Le vent s'apaisa. La flamme de nouveau monta et enveloppa les corps. La corde qui reliait les mains de Savonarole se brisa. Ses bras qui pendaient le long de son cadavre, s'agitèrent dans le feu et semblaient pour la dernière fois bénir le peuple.

Lorsque le bûcher fut éteint et qu'il ne resta plus que des os calcinés et des lambeaux de chair, les disciples de Savonarole se frayèrent un passage jusqu'à la potence, pour ramasser les restes des martyrs. Les gardes les écartèrent et chargeant les cendres sur une charrette, se dirigèrent vers Ponte Vecchio, afin de précipiter le triste butin dans la rivière. Mais en route, les élèves purent voler quelques pincées de cendres et quelques parcelles du cœur non consumé de Savonarole.

Son récit achevé, fra Paolo montra à ses auditeurs une amulette qui contenait les cendres. Fra Benedetto longuement l'embrassa et l'arrosa de ses larmes.

Puis les deux moines se rendirent aux vêpres, laissant Giovanni seul.

En rentrant, ils le trouvèrent étendu par terre, sans connaissance, devant le crucifix. Entre ses doigts raidis il serrait l'amulette.

Pendant trois mois, Giovanni resta entre la vie et la mort.

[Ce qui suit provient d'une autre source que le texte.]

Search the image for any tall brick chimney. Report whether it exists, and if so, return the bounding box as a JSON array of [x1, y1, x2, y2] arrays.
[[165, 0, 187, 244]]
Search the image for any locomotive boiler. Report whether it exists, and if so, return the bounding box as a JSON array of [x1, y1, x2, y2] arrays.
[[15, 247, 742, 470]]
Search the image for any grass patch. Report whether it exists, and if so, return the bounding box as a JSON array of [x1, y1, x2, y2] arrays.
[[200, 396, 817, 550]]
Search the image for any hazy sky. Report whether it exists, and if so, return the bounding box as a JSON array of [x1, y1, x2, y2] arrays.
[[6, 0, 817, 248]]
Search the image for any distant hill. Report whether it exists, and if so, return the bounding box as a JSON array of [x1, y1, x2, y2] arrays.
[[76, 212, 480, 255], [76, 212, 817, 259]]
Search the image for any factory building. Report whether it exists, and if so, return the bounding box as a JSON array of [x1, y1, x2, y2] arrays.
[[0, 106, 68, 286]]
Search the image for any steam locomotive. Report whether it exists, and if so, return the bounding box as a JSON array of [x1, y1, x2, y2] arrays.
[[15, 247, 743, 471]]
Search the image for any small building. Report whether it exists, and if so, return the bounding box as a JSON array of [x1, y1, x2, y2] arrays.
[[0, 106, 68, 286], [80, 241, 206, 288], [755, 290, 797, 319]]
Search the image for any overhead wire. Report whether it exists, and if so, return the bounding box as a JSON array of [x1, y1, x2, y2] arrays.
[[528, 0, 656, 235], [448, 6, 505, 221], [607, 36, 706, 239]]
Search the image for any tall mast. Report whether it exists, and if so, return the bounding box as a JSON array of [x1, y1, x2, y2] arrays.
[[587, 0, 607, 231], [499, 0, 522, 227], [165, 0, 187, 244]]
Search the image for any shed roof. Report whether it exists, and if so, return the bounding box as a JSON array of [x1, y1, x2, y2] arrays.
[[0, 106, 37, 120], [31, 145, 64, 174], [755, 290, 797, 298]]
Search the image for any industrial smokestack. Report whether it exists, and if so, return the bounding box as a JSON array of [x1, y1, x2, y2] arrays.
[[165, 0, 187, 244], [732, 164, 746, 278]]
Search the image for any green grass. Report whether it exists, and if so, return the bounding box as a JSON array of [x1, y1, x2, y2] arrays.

Fra Benedetto ne le quittait pas d'un instant.

Souvent, dans le silence de la nuit, assis au chevet du malade, il écoutait son délire et s'effrayait.

Giovanni rêvait de Léonard de Vinci et de la Sainte-Vierge qui, tout en dessinant sur le sable des figures géométriques, apprenait au Christ les lois de l'éternelle nécessité.